WASHINGTON – One hundred and twenty six House members from both sides of the aisle have sent a letter to Defense Secretary Chuck Hagel, urging him to rethink the personnel actions that have been announced in the wake of sequestration.
The letter was authored by Rep. Adam Smith, who is the ranking member of the House Armed Services Committee, and spearheaded by the American Federation of Government Employees, which represents more than 270,000 DoD civilian employees.
In the letter, dated April 23, lawmakers urge Hagel to review the Pentagon’s plans to furlough nearly every civilian employee for 14 days, systematically fire temporary and term employees, and freeze new employee hiring.
“It is increasingly clear that these actions are threatening to undermine mission performance and, as a result, mission readiness,” the letter states.
AFGE members were instrumental in gathering signatures from representatives in their districts.
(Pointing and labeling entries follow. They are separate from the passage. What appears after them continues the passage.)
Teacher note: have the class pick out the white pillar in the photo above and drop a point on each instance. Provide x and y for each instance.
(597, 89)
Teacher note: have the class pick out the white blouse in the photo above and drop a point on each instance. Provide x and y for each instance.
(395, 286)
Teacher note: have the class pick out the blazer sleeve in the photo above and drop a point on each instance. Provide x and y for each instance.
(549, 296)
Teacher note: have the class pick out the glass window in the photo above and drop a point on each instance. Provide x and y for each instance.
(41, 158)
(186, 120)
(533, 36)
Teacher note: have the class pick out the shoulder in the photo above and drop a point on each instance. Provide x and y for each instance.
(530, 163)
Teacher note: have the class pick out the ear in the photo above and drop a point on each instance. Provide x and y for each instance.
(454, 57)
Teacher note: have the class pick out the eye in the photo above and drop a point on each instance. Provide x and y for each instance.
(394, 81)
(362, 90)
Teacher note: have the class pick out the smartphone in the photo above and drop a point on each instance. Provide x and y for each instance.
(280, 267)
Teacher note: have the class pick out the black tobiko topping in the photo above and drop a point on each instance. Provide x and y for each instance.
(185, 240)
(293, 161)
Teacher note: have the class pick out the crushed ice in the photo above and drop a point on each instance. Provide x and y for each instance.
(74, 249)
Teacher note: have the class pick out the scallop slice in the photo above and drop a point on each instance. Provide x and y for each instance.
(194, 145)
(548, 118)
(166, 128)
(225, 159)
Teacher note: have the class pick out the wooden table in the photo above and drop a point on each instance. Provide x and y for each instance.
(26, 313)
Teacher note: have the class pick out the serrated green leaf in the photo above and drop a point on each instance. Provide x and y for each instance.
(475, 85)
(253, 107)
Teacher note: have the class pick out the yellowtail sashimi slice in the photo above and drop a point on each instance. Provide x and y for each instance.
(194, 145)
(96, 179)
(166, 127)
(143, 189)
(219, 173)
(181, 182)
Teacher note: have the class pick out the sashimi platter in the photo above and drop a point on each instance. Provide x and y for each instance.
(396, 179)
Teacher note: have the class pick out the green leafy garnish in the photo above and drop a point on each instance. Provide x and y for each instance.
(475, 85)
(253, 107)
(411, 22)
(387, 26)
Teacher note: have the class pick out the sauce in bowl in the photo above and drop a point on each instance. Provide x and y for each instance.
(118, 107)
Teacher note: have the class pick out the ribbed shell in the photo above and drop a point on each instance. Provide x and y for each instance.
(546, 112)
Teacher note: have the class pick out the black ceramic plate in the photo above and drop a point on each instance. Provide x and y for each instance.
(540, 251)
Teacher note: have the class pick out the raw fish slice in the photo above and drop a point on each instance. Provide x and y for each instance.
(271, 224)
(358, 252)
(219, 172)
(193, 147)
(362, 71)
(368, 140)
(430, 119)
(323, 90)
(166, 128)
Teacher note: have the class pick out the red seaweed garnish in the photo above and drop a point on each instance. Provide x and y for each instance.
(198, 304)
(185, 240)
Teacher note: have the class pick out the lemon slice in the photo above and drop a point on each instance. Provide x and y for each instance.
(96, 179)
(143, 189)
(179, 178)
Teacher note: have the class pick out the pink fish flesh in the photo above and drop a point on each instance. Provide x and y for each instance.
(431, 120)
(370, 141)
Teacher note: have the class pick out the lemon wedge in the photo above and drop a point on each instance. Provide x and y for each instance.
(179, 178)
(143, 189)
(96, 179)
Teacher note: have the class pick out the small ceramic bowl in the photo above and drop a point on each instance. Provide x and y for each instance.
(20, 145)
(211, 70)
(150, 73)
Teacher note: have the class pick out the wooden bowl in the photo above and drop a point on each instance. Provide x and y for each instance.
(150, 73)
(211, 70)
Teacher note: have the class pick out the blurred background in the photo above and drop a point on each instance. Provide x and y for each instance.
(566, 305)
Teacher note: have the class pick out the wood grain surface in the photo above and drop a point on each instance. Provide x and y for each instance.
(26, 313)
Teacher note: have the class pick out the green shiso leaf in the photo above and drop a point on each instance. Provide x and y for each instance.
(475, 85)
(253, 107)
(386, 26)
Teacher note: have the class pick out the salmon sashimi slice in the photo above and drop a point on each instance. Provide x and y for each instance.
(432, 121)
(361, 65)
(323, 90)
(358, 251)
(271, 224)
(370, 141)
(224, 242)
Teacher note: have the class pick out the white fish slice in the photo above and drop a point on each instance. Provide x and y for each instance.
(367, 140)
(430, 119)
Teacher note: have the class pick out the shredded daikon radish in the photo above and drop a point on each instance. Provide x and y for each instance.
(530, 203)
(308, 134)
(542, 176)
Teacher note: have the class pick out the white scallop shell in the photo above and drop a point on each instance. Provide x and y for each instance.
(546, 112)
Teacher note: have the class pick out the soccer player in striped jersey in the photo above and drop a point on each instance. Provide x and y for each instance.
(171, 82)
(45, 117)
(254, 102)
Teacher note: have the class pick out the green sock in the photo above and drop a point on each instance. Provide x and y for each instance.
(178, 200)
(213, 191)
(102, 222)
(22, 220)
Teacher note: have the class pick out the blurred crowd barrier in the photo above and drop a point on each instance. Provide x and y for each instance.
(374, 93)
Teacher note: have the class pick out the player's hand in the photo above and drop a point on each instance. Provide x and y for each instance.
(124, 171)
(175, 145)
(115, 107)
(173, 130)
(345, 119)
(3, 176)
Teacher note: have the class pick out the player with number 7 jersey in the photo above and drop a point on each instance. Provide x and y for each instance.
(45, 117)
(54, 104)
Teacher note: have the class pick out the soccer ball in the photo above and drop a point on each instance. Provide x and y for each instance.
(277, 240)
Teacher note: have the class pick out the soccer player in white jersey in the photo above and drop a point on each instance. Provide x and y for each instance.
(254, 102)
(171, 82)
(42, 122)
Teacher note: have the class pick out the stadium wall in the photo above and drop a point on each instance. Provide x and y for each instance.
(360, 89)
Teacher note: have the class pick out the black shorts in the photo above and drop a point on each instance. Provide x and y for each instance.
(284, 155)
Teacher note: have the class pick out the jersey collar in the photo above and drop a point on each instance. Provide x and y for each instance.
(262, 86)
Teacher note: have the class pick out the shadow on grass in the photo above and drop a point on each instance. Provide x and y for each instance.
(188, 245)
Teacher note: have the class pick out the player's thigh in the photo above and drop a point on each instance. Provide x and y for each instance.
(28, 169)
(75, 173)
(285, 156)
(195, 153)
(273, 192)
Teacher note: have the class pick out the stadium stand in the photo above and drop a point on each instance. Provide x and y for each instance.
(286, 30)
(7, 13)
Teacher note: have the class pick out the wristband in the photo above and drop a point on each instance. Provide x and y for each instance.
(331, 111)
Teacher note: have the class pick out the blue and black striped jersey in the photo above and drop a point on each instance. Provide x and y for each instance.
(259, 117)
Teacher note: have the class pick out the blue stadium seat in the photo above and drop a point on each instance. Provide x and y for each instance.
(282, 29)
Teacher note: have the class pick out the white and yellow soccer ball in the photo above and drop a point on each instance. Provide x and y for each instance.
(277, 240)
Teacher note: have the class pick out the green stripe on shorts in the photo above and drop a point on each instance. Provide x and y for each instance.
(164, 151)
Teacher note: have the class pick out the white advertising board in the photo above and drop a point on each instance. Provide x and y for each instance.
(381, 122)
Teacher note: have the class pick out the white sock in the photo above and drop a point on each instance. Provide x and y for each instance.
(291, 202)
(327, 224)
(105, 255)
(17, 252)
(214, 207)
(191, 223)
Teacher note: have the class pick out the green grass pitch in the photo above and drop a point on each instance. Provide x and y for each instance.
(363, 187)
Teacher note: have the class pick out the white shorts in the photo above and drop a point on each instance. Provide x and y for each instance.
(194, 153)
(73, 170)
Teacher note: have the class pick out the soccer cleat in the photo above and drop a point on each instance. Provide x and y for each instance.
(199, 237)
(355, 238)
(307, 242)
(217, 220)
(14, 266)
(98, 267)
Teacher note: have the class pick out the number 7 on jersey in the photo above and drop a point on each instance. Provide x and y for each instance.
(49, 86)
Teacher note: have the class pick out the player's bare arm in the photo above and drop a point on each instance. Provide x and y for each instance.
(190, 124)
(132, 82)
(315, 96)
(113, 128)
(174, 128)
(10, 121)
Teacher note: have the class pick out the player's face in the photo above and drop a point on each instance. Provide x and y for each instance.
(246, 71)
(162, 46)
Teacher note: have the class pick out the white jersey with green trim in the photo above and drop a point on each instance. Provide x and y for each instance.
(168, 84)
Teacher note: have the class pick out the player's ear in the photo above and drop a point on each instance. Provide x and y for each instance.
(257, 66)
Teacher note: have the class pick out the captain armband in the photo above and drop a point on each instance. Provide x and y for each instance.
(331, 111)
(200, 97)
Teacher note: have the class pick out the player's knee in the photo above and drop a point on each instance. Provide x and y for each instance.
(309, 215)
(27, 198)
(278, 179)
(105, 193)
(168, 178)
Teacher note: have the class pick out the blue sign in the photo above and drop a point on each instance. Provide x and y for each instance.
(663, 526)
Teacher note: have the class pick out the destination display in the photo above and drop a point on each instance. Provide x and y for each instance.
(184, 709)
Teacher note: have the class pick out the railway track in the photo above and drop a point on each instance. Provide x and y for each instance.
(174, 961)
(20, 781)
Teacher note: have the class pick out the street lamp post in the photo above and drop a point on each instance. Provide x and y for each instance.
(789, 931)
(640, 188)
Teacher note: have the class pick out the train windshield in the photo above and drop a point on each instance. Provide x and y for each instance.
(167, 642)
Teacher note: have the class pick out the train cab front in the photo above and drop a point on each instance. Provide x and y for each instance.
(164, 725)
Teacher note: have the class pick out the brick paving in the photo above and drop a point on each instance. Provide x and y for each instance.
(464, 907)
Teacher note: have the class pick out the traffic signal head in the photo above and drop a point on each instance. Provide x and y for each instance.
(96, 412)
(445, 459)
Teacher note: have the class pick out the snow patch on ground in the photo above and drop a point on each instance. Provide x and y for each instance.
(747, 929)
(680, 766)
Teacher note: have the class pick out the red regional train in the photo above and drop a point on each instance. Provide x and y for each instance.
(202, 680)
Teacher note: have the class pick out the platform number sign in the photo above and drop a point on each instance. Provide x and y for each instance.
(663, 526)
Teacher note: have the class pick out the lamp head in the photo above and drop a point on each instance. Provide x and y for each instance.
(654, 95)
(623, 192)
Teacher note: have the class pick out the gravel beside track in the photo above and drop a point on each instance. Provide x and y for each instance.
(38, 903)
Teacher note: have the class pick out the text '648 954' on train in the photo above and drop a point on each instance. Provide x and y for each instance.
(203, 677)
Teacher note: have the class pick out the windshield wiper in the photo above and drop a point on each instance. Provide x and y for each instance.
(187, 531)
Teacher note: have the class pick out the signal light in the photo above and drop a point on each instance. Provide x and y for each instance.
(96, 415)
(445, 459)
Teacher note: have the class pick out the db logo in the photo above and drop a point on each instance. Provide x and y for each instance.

“We are heartened that so many lawmakers are going on record with their support for the work that civilian employees do,” AFGE National President J. David Cox Sr. said. “Our civilian employees are vital to ensuring the safety and security of the military mission, and the Pentagon needs to stop targeting civilian personnel. Furloughing any employee is bad policy on its face, but requiring blanket furloughs across the department is downright ludicrous.”
Senior Department officials have acknowledged that furloughs will undermine readiness and increase costs to taxpayers.
In the letter, lawmakers highlight the injustice of applying civilian furloughs equally across all of the services and Defense agencies, even though some components are able to absorb the budget cuts required under sequestration without furloughing employees.
The Pentagon’s policy seems to reward services and agencies that did not downsize their civilian staffs in prior years, as directed by the department, while exacting “punishing reductions” on those that did, the lawmakers said.
Rather than applying furloughs and other personnel actions across the board, the Pentagon should give managers the discretion to make offsetting cuts in other areas as they see fit, lawmakers said.